Agotada por un día de intenso trajín, la conversación de un padre, escuchada al pasar, provocó en mí varias reflexiones.
Félix —aún recuerdo su nombre— comentaba a su amiga lo feliz que era, pues su hija de 19 años le había confiado su más íntimo secreto.
Estaba satisfecho y estoy segura que durmió y dormirá tranquilo por el resto de sus días, pues la distancia de un divorcio prolongado no le había robado el cariño y el apego de su niña.
Sin embargo, hay un detalle en el que no estoy de acuerdo con el protagonista de mi historia, porque la distancia entre progenitores y descendientes surge si alguno de los miembros de la pareja lo permiten. ¿Lo permitió Félix? Parece que no.

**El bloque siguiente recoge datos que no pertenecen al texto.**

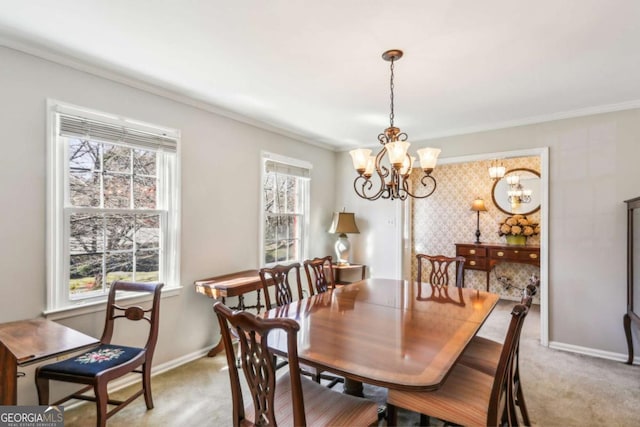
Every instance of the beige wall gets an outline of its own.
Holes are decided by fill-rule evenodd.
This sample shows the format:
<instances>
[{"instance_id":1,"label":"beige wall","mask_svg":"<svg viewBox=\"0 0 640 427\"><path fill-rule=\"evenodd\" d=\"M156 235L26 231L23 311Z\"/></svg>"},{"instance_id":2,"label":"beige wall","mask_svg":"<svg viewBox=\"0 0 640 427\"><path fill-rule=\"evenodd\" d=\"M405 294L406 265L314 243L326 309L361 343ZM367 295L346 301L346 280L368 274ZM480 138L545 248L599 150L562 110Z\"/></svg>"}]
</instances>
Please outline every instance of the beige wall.
<instances>
[{"instance_id":1,"label":"beige wall","mask_svg":"<svg viewBox=\"0 0 640 427\"><path fill-rule=\"evenodd\" d=\"M549 147L550 345L626 359L621 321L626 307L623 201L640 195L640 110L412 144L412 148L426 146L442 148L443 158ZM352 189L354 177L348 154L343 153L337 175L340 203L357 205L356 216L363 222L393 221L392 202L358 200ZM369 230L353 241L358 260L379 262L380 255L368 255L368 234L375 232ZM377 242L378 250L391 250L403 239L402 230L384 236Z\"/></svg>"},{"instance_id":2,"label":"beige wall","mask_svg":"<svg viewBox=\"0 0 640 427\"><path fill-rule=\"evenodd\" d=\"M194 280L259 267L261 150L313 164L310 256L331 250L334 152L11 49L0 47L0 63L0 322L36 317L45 308L47 98L182 132L184 288L162 301L154 365L188 358L217 339L213 301L195 294ZM99 336L103 317L60 321ZM20 380L21 404L36 401L31 372Z\"/></svg>"}]
</instances>

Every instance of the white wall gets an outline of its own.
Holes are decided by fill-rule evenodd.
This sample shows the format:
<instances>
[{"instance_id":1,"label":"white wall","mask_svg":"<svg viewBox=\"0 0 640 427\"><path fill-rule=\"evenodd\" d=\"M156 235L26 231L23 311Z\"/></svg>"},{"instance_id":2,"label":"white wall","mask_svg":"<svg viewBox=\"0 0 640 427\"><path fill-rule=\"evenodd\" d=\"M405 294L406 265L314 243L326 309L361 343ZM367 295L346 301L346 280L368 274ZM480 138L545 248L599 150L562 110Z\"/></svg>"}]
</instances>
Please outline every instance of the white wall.
<instances>
[{"instance_id":1,"label":"white wall","mask_svg":"<svg viewBox=\"0 0 640 427\"><path fill-rule=\"evenodd\" d=\"M217 342L213 301L193 281L258 268L260 151L309 161L310 255L330 253L335 153L95 75L0 47L0 322L41 315L45 288L47 98L182 131L181 284L162 301L154 365ZM233 161L222 160L231 158ZM99 336L103 312L61 320ZM33 378L20 403L35 402Z\"/></svg>"},{"instance_id":2,"label":"white wall","mask_svg":"<svg viewBox=\"0 0 640 427\"><path fill-rule=\"evenodd\" d=\"M626 360L623 201L640 196L640 110L412 143L425 146L442 148L443 158L549 147L550 345ZM358 200L348 153L341 157L338 200L357 206L358 223L391 218L392 202ZM376 246L390 247L400 237L385 231ZM377 249L371 255L360 250L358 261L380 261Z\"/></svg>"}]
</instances>

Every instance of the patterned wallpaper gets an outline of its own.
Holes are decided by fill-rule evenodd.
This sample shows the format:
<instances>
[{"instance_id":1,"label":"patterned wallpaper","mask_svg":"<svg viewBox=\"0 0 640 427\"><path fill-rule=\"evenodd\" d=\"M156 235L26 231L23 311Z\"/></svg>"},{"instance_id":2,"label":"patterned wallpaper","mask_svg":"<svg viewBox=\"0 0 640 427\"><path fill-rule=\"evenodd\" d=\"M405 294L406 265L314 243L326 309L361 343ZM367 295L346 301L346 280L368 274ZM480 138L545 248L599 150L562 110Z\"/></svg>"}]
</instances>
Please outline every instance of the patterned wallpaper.
<instances>
[{"instance_id":1,"label":"patterned wallpaper","mask_svg":"<svg viewBox=\"0 0 640 427\"><path fill-rule=\"evenodd\" d=\"M540 171L539 157L503 159L501 163L507 171L520 168ZM487 212L480 212L480 241L506 243L504 236L498 235L498 227L508 215L500 211L491 199L493 180L489 178L489 166L489 160L438 165L433 172L438 183L435 193L426 199L411 201L411 272L414 279L417 253L455 256L455 243L475 241L477 212L471 211L471 203L476 197L484 199L487 208ZM414 170L412 174L414 188L420 185L417 180L421 173L422 170ZM540 211L527 215L527 218L539 223ZM539 245L539 236L529 237L527 244ZM490 274L489 290L499 293L504 299L519 300L520 290L505 289L497 278L506 276L513 285L524 288L532 274L540 277L540 269L526 264L498 264ZM465 287L485 289L485 280L484 271L465 271Z\"/></svg>"}]
</instances>

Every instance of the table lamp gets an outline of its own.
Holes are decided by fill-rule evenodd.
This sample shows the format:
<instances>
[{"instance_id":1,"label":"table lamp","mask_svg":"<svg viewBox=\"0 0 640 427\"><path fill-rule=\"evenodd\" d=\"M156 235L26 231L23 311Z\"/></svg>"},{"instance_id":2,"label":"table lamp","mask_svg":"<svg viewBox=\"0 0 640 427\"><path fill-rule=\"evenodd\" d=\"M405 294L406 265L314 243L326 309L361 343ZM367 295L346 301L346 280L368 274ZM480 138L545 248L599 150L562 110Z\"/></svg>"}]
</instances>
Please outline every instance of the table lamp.
<instances>
[{"instance_id":1,"label":"table lamp","mask_svg":"<svg viewBox=\"0 0 640 427\"><path fill-rule=\"evenodd\" d=\"M484 200L482 200L481 198L477 197L473 203L471 204L471 210L472 211L476 211L478 213L478 222L476 225L476 241L475 243L481 243L480 242L480 212L486 212L487 208L484 207Z\"/></svg>"},{"instance_id":2,"label":"table lamp","mask_svg":"<svg viewBox=\"0 0 640 427\"><path fill-rule=\"evenodd\" d=\"M338 265L349 265L351 244L347 238L347 233L360 233L356 225L355 215L351 212L334 212L329 233L338 234L338 240L334 246L336 263Z\"/></svg>"}]
</instances>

La felicidad de este hombre es consecuencia de casi dos décadas de atención y esmero, de correspondencia continuada y, por sobre todas las cosas, de acercamiento entre padre e hija.
Realmente hay un error de concepto, pues la ruptura de una relación de pareja no significa desvincularse de la semilla engendrada, aunque por desgracia no son pocos quienes se equivocan, y por tanto, tampoco escasean las historias de hijos que ni siquiera conocen a su progenitor.

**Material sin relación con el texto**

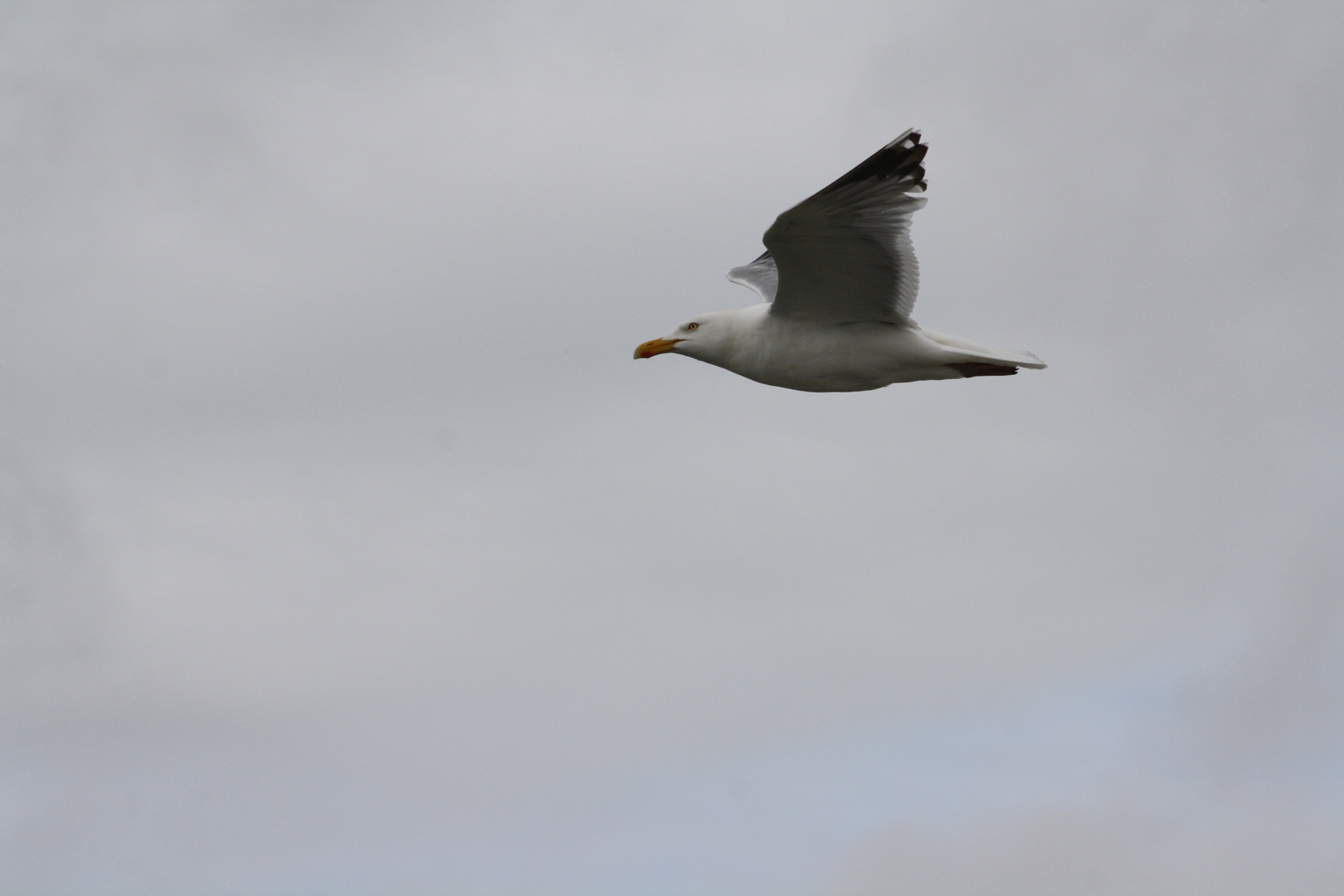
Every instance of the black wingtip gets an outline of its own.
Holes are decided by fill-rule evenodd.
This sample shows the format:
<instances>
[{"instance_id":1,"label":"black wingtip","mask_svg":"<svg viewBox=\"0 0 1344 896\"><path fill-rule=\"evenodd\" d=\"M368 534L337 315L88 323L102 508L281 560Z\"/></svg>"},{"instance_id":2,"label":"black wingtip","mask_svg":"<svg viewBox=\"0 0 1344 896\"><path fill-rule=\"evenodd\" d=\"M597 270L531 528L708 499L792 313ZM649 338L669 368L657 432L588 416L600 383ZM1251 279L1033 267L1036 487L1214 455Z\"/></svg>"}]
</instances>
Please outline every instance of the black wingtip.
<instances>
[{"instance_id":1,"label":"black wingtip","mask_svg":"<svg viewBox=\"0 0 1344 896\"><path fill-rule=\"evenodd\" d=\"M833 189L848 187L860 180L895 179L909 181L906 189L927 189L929 184L925 183L923 157L929 152L929 146L922 140L919 132L911 128L816 195L821 196L823 193L829 193Z\"/></svg>"}]
</instances>

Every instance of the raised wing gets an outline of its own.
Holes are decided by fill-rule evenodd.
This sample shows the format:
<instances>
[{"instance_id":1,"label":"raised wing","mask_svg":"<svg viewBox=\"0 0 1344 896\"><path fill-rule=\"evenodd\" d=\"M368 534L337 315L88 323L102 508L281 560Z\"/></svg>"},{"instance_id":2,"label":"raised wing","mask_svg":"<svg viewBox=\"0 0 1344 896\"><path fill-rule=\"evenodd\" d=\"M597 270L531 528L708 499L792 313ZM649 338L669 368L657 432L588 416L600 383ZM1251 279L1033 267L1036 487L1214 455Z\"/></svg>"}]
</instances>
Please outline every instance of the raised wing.
<instances>
[{"instance_id":1,"label":"raised wing","mask_svg":"<svg viewBox=\"0 0 1344 896\"><path fill-rule=\"evenodd\" d=\"M774 293L780 289L780 269L774 266L774 259L770 258L770 253L762 253L750 265L743 265L742 267L734 267L727 274L724 274L734 283L742 283L750 289L754 289L761 294L767 302L774 301Z\"/></svg>"},{"instance_id":2,"label":"raised wing","mask_svg":"<svg viewBox=\"0 0 1344 896\"><path fill-rule=\"evenodd\" d=\"M910 215L923 208L923 157L929 146L907 130L825 189L780 215L765 232L766 254L734 274L773 262L771 313L849 322L910 318L919 292L919 263L910 244ZM757 292L765 294L758 286Z\"/></svg>"}]
</instances>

Cuantas madres o familiares cercanos han escuchado en el padre ausente justificaciones como: «No tengo tiempo este fin de semana, ya mandé la pensión del mes, tengo otros compromisos...». Sencillamente, el hijo no existe en la mente del padre.

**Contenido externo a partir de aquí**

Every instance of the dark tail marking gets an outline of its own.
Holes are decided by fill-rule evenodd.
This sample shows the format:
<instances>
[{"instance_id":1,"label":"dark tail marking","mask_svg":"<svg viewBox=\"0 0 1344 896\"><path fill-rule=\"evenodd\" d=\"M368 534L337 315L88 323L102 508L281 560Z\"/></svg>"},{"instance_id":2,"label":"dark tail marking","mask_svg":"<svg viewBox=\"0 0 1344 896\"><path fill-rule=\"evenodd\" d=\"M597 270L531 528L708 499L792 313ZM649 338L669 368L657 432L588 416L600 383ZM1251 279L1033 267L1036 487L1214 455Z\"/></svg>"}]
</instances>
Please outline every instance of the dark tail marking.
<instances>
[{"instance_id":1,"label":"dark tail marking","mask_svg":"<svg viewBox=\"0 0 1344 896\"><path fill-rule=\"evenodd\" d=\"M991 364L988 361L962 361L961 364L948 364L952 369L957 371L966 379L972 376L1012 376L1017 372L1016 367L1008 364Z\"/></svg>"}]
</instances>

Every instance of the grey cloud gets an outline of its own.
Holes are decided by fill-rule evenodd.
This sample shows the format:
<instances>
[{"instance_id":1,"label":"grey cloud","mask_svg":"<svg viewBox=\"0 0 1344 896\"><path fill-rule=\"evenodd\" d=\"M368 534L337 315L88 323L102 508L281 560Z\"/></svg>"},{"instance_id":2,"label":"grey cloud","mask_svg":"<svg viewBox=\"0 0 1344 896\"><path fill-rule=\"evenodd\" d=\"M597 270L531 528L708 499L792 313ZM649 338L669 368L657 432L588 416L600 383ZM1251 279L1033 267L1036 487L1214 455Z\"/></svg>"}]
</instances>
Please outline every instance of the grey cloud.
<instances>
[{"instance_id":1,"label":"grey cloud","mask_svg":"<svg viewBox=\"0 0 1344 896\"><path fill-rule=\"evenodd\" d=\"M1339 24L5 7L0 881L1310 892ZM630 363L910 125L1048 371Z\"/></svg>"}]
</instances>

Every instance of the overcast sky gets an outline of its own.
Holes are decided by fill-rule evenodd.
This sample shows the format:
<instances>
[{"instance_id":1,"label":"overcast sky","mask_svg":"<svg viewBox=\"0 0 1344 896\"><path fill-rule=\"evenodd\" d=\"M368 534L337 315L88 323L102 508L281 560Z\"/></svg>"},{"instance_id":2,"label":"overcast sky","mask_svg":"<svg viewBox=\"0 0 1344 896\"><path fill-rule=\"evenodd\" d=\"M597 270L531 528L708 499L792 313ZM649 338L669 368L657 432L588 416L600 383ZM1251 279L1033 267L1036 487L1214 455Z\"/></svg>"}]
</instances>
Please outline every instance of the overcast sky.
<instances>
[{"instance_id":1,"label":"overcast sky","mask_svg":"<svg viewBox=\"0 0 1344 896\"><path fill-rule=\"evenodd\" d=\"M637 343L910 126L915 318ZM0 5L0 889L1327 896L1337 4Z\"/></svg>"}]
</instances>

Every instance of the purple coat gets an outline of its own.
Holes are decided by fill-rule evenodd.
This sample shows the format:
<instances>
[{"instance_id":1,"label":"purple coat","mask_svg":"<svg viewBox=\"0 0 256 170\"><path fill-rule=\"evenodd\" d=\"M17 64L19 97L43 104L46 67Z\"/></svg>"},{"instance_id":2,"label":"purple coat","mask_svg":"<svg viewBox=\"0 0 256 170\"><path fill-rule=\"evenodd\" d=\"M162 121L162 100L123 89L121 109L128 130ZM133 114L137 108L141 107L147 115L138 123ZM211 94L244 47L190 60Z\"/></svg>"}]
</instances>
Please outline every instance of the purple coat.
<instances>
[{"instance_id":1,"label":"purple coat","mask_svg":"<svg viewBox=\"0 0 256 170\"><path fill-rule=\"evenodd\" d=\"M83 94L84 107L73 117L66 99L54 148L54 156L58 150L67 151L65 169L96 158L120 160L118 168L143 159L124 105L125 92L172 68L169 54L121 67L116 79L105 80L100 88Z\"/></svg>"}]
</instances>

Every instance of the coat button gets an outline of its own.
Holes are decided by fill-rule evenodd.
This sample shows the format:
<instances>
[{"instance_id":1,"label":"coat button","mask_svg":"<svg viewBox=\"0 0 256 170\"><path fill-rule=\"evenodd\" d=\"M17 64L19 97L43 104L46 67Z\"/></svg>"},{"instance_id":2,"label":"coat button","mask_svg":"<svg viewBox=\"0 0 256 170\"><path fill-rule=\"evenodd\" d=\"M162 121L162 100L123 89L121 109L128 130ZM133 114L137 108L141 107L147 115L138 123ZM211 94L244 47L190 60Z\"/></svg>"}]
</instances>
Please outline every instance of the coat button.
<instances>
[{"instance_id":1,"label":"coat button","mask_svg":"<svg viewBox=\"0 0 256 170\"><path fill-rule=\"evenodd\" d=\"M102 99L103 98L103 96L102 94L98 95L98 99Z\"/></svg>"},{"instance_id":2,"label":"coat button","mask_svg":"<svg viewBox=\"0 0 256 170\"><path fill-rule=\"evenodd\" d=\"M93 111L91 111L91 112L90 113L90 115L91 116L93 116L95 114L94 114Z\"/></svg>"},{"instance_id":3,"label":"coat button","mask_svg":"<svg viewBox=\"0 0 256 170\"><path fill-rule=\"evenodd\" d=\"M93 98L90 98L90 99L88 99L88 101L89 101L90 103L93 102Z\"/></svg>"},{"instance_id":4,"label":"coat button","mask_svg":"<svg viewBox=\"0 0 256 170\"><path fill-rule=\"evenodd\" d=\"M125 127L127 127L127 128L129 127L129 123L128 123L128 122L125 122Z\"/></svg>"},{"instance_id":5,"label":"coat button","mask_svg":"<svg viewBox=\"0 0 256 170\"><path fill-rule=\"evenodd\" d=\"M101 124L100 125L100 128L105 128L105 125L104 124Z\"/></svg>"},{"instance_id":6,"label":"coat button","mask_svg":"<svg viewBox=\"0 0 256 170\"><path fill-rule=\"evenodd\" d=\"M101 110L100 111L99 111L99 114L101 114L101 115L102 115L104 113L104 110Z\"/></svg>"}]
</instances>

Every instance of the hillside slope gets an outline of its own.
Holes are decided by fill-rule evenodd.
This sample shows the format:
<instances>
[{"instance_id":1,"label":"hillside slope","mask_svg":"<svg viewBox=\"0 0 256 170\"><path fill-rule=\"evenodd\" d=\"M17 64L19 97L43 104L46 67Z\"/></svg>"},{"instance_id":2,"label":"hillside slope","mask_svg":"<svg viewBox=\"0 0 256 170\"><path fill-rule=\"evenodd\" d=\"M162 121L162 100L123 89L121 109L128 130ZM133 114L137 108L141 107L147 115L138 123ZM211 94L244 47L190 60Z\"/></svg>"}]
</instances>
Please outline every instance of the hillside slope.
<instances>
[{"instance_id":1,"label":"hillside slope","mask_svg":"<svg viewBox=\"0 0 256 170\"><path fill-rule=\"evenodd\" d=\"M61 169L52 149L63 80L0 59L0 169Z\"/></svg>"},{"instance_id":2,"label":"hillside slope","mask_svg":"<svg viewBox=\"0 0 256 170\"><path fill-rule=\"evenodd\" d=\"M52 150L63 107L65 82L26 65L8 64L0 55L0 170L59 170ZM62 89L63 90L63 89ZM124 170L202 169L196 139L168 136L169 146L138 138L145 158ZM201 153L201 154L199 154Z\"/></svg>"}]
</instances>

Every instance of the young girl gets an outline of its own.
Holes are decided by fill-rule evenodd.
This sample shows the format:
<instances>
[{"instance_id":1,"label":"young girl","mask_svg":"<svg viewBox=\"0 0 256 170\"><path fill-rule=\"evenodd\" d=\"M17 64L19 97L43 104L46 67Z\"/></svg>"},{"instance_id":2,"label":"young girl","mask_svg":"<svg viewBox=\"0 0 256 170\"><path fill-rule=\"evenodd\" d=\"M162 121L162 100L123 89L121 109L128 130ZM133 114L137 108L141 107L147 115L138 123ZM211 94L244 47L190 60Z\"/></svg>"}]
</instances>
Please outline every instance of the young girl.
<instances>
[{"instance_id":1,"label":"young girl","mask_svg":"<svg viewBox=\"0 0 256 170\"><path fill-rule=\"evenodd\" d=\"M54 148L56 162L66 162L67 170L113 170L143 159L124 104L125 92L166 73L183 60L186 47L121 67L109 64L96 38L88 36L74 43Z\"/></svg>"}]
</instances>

Ellos se escudan en la frase hecha a la medida para la ocasión: No hay tiempo, como si los niños pidieran venir al mundo o como si hacerlos dependiera de un reloj.
En asuntos de desunión total con los hijos, «hay tela por donde cortar». Pero, ¿por qué no hurgar en otro matiz del problema? Hay quienes mantienen una actitud falsa no solo con sus retoños; sino con toda la sociedad, actitud aceptada por muchos —y muchas— sin chistar.
Es algo que ocurre a la vista de todos: Juan es el vanguardia del año, Pedro el más destacado y José el jefe exigente y respetado, todos excelentes trabajadores aunque..., como padres... ¿ofrecen Juan, Pedro y José a sus hijos la misma importancia y prioridad que dan a sus deberes laborales?
A veces, incluso esta doble moral es la comidilla de los compañeros, vecinos y conocidos, pero..., en los pasillos, lo que tampoco ayuda.
Quizá el divorcio entre padres e hijos va más allá de lo que imaginamos: ¿Por qué sobreviven estas manifestaciones ante tantos ojos?
Al considerar el alcance de este problema, con imponderables consecuencias en la vida de menores, madres y otros familiares, varias veces me he preguntado si sería necesario tener en cuenta la actitud ante los deberes paternos para otorgar la condición de vanguardia a un trabajador.
Un razonamiento como ese —que podrían desear algunas madres divorciadas y quién sabe si algunos hijos también— hoy está ausente de cualquier discusión porque asumimos que se trata de dos temas completamente diferentes y aceptamos que para seleccionar un magnífico trabajador basta con ser celoso en lo laboral, mientras esperamos que lo filial surja, brote del corazón de la gente.
Estas dos facetas no admiten mezclarse, pero después de conocer angustiosas experiencias cualquier persona también puede preguntarse, en una dimensión muy personal, si la condición humana no está en la base moral de alguien a quien ponemos como ejemplo. Es natural, entonces, que se piense si podemos conformarnos con un excelente obrero, técnico o profesional que sea a la vez un pésimo padre. Por un lado ganamos..., pero ¿realmente ganamos?
Cuando abrí mi puerta, cerca de la medianoche, Félix, varios pasos delante de mí, continuaba con su tema, preocupado: ¿Será feliz, la habré aconsejado bien...?
Entonces comprobé que, para ser padre, no hay horarios ni circunstancias especiales, ni es tan difícil, cuando se quiere serlo. Desde que el bebé nace, o quizá desde mucho antes, esa responsabilidad se adquiere para siempre. Veremos si en el futuro Juan, Pedro y José podrán dormir en paz.